Workers had to be evacuated from the plant in March 2018 after two transformers caught on fire. OSHA fined the company $200,000 for 54 violations of work safety rules in 2008, the same year the plant was the site of the nation’s largest raid on undocumented workers at the work place in history. Three years later it pleaded guilty to conspiring to violate of immigration laws and received a $2.5 million fine.

Thanks to the diligence of the Mississippi Immigration Rights Alliance, Howard Industries was shamed into releasing 283 paychecks to migrant workers that it had held back.

In 2012, the company agreed to a $1.3 million settlement of a discrimination lawsuit by four black women who said they were refused jobs because of the company’s preference for Latino workers.

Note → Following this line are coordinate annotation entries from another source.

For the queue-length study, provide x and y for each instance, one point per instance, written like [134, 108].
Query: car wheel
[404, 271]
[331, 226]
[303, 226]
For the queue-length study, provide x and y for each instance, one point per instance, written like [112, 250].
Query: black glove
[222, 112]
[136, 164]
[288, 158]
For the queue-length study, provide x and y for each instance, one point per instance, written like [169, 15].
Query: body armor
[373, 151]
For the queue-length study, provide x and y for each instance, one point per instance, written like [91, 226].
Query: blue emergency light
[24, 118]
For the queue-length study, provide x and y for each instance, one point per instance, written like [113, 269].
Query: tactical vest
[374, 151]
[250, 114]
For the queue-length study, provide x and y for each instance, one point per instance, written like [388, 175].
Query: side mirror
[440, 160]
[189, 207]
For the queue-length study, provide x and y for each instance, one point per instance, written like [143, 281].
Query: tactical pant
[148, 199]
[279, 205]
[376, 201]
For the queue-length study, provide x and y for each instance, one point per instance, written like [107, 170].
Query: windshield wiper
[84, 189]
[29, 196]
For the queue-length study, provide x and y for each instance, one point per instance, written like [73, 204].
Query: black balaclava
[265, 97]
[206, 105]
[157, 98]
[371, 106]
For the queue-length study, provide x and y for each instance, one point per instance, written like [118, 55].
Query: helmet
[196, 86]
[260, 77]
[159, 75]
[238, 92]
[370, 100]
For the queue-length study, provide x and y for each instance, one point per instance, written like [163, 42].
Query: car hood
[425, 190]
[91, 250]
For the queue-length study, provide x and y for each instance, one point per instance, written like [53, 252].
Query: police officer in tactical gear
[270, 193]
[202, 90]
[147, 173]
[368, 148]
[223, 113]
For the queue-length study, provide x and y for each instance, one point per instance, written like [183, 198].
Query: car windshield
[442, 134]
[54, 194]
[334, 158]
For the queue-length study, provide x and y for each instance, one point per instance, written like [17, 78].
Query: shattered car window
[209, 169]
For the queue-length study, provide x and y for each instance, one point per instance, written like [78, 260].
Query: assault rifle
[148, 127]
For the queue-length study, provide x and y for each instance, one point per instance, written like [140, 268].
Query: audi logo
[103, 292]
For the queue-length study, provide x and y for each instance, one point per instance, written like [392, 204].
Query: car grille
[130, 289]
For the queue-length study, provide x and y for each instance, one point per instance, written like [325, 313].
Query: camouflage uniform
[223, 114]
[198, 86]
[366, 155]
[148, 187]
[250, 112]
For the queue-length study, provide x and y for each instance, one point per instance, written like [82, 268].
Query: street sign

Despite this dismal history, Howard Industries has benefited from local tax exemptions for years, a $31 million state subsidy in 2002, plus a $20 million bond issue from the county. Its horrible record for low wages among its majority African American workforce bought in the NAACP back in 2015 and led the Laurel City Council to support the NAACP’s plea that Howard Industries raise its wages and threaten the company’s local tax exemption.

Half the workforce belonged to the International Brotherhood of Electrical Workers but they still made between $3.55 and $6 an hour less than their counterparts in other nearby plants. The council eventually changed its mind and backed off amid a blistering attack by the local newspaper and likely behind-the-scenes pressure on council members.

Howard Industries also has a record of rewarding friendly politicians. It once rewarded state legislators with free laptop computers.

The Laurel Leader-Call is an embarrassment of a newspaper that heaps such praise on Howard Industries it could hardly be expected ever to do any real investigation of the company. “We were fierce defenders of HI when out-of-towners embarked upon a crusade to get its employees to unionize,” the newspaper editorialized some months ago, “and we smacked around some past councilmen editorially when they tried to pull HI’s tax exemption because of a handful of disgruntled employees.”

Ah, kowtowing, subservient, butt-kissing journalism remains strong in Laurel, Miss.!

Joseph B. Atkins is a veteran writer, journalist and professor of journalism at the University of Mississippi. He is the author of Covering for the Bosses: Labor and the Southern Press (University Press of Mississippi, 2008) and the novel Casey’s Last Chance (Sartoris Literary Group, 2015). His blog is laborsouth.blogspot.com.